Cloudera Data Engineering auto-scaling

Cloudera Data Engineering (CDE) auto-scales at the job level as well as the service and virtual cluster level. Service and virtual cluster autoscaling uses Apache Yunikorn (Incubating) for resource scheduling to improve efficiency and utilization, reducing cloud provider costs. Job auto-scaling is managed by Apache Spark dynamic allocation. CDE scales resources up and down as needed for running jobs.

Service and virtual cluster auto-scaling

Service and virtual cluster autoscaling uses Apache Yunikorn (Incubating) for resource scheduling to improve efficiency and utilization

When you create a Cloudera Data Engineering (CDE) service, you specify an instance type (size) and auto-scale range of instances. Virtual clusters associated with the CDE service use CPU and memory resources as needed to run jobs. When more resources are required, virtual machines of the specified instance type are started. When resources are no longer required, instances are terminated.

Virtual clusters also have auto-scaling controls, specified as maximum CPU cores and memory (in gigabytes).

CDE takes advantage of Yunikorn resource scheduling and sorting policies, such as gang scheduling and bin packing, to optimize resource utilization and improve cost efficiency.

For more information on gang scheduling, see the Cloudera blog post Spark on Kubernetes – Gang Scheduling with YuniKorn.

Job auto-scaling

Job auto-scaling is controlled by Apache Spark dynamic allocation.

Dynamic allocation scales job executors up and down as needed for running jobs. This can provide large performance benefits by allocating as many resources as needed by the running job, and by returning resources when they are not needed so that concurrent jobs can potentially run faster.
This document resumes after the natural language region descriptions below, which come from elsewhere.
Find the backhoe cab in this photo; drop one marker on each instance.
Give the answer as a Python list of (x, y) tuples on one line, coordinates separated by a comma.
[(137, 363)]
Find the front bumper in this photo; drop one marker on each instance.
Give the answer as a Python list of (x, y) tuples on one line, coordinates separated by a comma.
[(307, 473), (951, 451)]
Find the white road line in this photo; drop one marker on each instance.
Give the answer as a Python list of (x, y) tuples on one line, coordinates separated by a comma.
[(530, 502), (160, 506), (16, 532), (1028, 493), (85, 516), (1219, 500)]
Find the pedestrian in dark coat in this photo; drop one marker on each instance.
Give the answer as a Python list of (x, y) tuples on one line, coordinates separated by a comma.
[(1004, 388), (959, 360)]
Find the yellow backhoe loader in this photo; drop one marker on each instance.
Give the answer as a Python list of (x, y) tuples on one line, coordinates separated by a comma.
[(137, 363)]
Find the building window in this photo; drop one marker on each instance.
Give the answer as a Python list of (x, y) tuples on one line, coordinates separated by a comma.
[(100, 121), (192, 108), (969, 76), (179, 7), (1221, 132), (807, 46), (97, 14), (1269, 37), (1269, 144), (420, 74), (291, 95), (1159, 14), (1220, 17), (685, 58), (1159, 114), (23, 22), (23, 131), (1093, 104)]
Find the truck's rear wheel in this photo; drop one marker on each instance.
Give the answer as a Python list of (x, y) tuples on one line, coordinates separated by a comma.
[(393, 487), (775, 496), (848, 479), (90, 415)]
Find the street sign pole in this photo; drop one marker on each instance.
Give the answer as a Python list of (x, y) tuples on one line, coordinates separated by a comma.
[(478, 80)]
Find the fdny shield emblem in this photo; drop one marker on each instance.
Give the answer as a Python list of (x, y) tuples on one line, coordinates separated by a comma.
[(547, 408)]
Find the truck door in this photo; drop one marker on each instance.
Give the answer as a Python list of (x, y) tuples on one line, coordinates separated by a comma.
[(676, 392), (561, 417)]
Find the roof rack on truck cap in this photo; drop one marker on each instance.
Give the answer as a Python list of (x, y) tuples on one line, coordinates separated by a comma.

Resources are limited by the job configuration (executor range) as well as the virtual cluster auto-scaling parameters. By default, the executor range is set to match the range of CPU cores configured for the virtual cluster. This improves resource utilization and efficiency by allowing jobs to scale up to the maximum virtual cluster resources available, without manually tuning and optimizing the number of executors per job.